Celui que l'un de ses anciens étudiants appelait si justement « un évangéliste éminent », a incontestablement exercé sur eux au cours de leurs études, et peut-être même à leur insu, une action de l'ordre spirituel profonde et durable, que venait encore intensifier le noble exemple de sa vie. Tous ils appréciaient, comme l'a dit l'un d'eux, « son enthousiasme pastoral, sa conviction communicative que le ministère est une chose excellente, le contact bienfaisant et tonifiant de sa grande âme ». Et ils sont nombreux ceux qui, à la nouvelle de la mort de Frank Thomas, ont pu dire comme tel autre de ses condisciples : « Plus j'avance dans le ministère, plus je me rends compte de ce que je lui dois ». Un autre encore, ancien soldat de la Grande Guerre, n'a-t-il pas prononcé cette parole bien éloquente : « C'est dans les tranchées que j'ai senti le mieux ce qu'avait été pour moi la personnalité de Frank Thomas ».


À ce témoignage d'un collègue, nous voudrions ajouter quelques impressions personnelles sur la théologie de Frank Thomas et surtout le laisser parler.

Tout d'abord nous dirons, ce dont on a pu se rendre compte par cette étude, qu'il avait une foi simple qui ne mettait en doute aucune des grandes vérités bibliques et évangéliques. Sa foi en la naissance miraculeuse du Christ, en sa divinité, en ses miracles, en sa mort expiatoire, en sa résurrection, en la vie éternelle était complète et absolue. Il fut un croyant dans toute l'acception du terme. Que de fois durant sa longue carrière n'a-t-il pas affirmé cette foi avec puissance et conviction ! Aussi y avait-il tout un parti religieux qui le trouvait trop naïf, trop orthodoxe et qui l'aurait volontiers accusé d'être en retard sur l'horloge de la science théologique.

D'autre part, il l'a dit lui-même, un autre parti l'accusait d'avoir plus ou moins perdu la foi et d'égarer les âmes, en ne croyant plus exactement comme croyaient ses pères. D'où pouvaient provenir de pareilles accusations, portées contre un homme si profondément et authentiquement chrétien ?
Elles provenaient de son attitude vis-à-vis de la Bible qui, tout en restant respectueuse, n'était plus exactement celle des théologiens du passé.

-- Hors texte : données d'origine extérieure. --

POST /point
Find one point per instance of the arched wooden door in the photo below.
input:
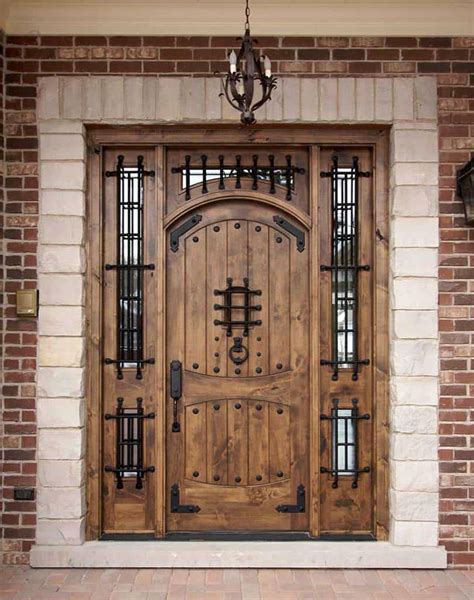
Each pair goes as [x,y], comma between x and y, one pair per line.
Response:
[237,348]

Pour répondre à ces accusations, il a publié un Catéchisme, dans lequel il expose et défend ses idées, en particulier celles concernant la Bible ; mais surtout, et d'une façon plus claire encore, il a abordé ce sujet dans la préface d'une brochure intitulée : Comment utiliser le Nouveau Testament que nous transcrivons ici presque dans son entier :

Qu'il me soit permis d'affirmer avec force ma foi en la Parole de Dieu comme au Livre par excellence, au Livre de la Révélation, sans lequel nous serions encore dans les ténèbres du paganisme. Il n'est peut-être pas mauvais de l'affirmer ici et de le répéter une fois de plus, car à force de faire courir le bruit que les pasteurs, ou du moins la plupart d'entre eux, ne croient plus à la Bible, on a réussi à inspirer à beaucoup la défiance à leur égard, et à créer, entre eux et les fidèles, un fossé qu'il eût fallu combler. Je crois avec le grand savant Huxley que « ce qui a fait la grandeur de l'empire britannique dans le passé, et je souhaite que ce passé continue, c'est l'enseignement de la Bible dans toutes les écoles ». Je crois avec Edmond Scherer, cité par Auguste Sabatier, que « le sort de la sainteté sur la terre est lié au sort de la Bible ». Je crois avec l'évangéliste Moody que « la Bible est inspirée puisqu'elle nous inspire ». Je crois, par conséquent, qu'il faut tout faire pour la répandre parmi les hommes, afin que se réalise un jour la parole du prophète : La terre sera remplie de la connaissance de l'Éternel, comme le fond de la mer par les eaux qui le couvrent (Esaïe 11: 9).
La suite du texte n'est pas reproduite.